Quaternary structures of tumor suppressor p53 and a specific p53 DNA complex

Abstract

The homotetrameric tumor suppressor p53 consists of folded core and tetramerization domains, linked and flanked by intrinsically disordered segments that impede structure analysis by x-ray crystallography and NMR. Here, we solved the quaternary structure of human p53 in solution by a combination of small-angle x-ray scattering, which defined its shape, and NMR, which identified the core domain interfaces and showed that the folded domains had the same structure in the intact protein as in fragments. We combined the solution data with electron microscopy on immobilized samples that provided medium resolution 3D maps. Ab initio and rigid body modeling of scattering data revealed an elongated cross-shaped structure with a pair of loosely coupled core domain dimers at the ends, which are accessible for binding to DNA and partner proteins. The core domains in that open conformation closed around a specific DNA response element to form a compact complex whose structure was independently determined by electron microscopy.

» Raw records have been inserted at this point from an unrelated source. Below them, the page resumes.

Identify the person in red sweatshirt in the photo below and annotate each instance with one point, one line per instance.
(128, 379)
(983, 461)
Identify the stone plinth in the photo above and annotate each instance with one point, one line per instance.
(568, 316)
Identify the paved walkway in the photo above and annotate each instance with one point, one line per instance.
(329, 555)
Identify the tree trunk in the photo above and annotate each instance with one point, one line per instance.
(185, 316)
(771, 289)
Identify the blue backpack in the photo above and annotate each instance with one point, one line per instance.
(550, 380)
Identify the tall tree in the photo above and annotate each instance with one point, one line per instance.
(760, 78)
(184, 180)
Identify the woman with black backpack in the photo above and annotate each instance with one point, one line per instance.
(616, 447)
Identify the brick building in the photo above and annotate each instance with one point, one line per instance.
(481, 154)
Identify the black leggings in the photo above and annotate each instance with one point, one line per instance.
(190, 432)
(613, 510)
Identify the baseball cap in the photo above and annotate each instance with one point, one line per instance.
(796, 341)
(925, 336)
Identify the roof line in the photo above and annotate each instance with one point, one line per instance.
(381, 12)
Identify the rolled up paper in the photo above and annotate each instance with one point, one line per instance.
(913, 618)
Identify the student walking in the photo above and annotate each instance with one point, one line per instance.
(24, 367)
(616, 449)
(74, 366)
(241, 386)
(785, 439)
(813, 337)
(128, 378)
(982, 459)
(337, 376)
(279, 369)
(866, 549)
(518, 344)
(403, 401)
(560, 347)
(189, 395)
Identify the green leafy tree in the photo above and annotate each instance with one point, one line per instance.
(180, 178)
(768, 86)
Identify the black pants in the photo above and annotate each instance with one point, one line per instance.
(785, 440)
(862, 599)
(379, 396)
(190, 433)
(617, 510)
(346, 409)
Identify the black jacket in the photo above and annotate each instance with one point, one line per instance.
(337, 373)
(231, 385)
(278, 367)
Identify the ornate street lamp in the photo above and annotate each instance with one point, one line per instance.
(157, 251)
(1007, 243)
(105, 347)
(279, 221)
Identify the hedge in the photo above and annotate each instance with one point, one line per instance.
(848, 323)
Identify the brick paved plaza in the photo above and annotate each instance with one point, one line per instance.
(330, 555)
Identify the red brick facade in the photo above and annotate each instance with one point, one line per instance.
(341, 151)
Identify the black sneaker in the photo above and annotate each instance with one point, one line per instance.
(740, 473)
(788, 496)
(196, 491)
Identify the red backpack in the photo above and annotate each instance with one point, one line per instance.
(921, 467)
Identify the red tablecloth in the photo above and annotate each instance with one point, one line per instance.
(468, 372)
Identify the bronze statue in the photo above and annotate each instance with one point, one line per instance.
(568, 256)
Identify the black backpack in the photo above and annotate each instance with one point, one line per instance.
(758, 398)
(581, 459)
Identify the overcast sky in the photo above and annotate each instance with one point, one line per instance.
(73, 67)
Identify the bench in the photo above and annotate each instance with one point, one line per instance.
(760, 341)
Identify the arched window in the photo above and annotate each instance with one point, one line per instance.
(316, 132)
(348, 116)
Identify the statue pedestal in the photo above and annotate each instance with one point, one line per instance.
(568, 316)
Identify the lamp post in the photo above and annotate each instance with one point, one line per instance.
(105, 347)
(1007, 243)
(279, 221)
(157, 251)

The structure of the DNA complex is consistent with that of the complex of four separate core domains and response element fragments solved by x-ray crystallography and contacts identified by NMR. Electron microscopy on the conformationally mobile, unbound p53 selected a minor compact conformation, which resembled the closed conformation, from the ensemble of predominantly open conformations. A multipronged structural approach could be generally useful for the structural characterization of the rapidly growing number of multidomain proteins with intrinsically disordered regions.

Fig. 1.

SAXS analysis of p53 constructs. (a) Experimental intensities (dots with error bars) and fits computed from the structural models by rigid body modeling: CTetD (cyan), CTetCD (magenta), flp53 (red), CTetD+DNA (dark green). For the flp53–DNA complex the fit from the ab initio model (SI Fig. 9) is displayed in blue. The scattering profiles are displaced along the ordinate for better visualization. The fit to the CTetD data from the model proposed by Okorokov et al. (25) and the fit to flp53 data from the EM-map by Okorokov et al. (25) are shown in dashed orange and dashed light green, respectively. The fit to our EM-based model is shown in dashed yellow. (b) The distance distribution plots computed from the experimental data and normalized to the maximum value of unity.

Fig. 2.

Overlay of TROSY spectra acquired for p53 core domain (black) and p53 CTetD (blue) of 100-μM samples. Chemical shift deviations for the p53 CTetD spectra were estimated from the overlay and partly confirmed with TROSY-based triple resonance spectra (data not shown). Most of the core resonances showed insignificant chemical shift deviations between the two spectra. The expansions a, b, and c show signals that are strong and well isolated in the spectrum of isolated core domains but are not seen in the spectrum of CTetD most likely because of substantial line broadening associated with residues in a protein–protein interface. In a 181 and in b 244 are lost, and in c 243 is severely diminished. Spectra were plotted close to the noise level; additional signals in a are from the linker region between core and tetramerization domain.

Fig. 3.

SAXS models of free p53 in solution from rigid body analysis and addition of missing fragments. (a) CTetD portion of flp53 shown in b. Core domains and tetramerization domain are displayed in cartoon representation, connecting linkers (gray), N termini (salmon), and C termini (yellow) in semitransparent spacefill mode. Both models are presented in two orthogonal views. The model of flp53 and its CTetD and CTetCD portions fit simultaneously the experimental SAXS data from appropriate constructs in Fig. 1a.

Fig. 4.

Rigid body model of a p53–DNA complex from SAXS data. Core domains, tetramerization domain and DNA are shown in cartoon representation, connecting linkers in semitransparent spacefill mode. The model is displayed in two orthogonal views.

Fig. 5.

3D-EM map for flp53–DNA complex. The 3D map for the p53–DNA complex is rendered with a volume that covers 100% of the expected volume for a p53 tetramer in solid (a–c) and semitransparent (d–f) views. The fitted coordinates place the representation for the dsDNA in the see-through channel of one of the side views (see a and d).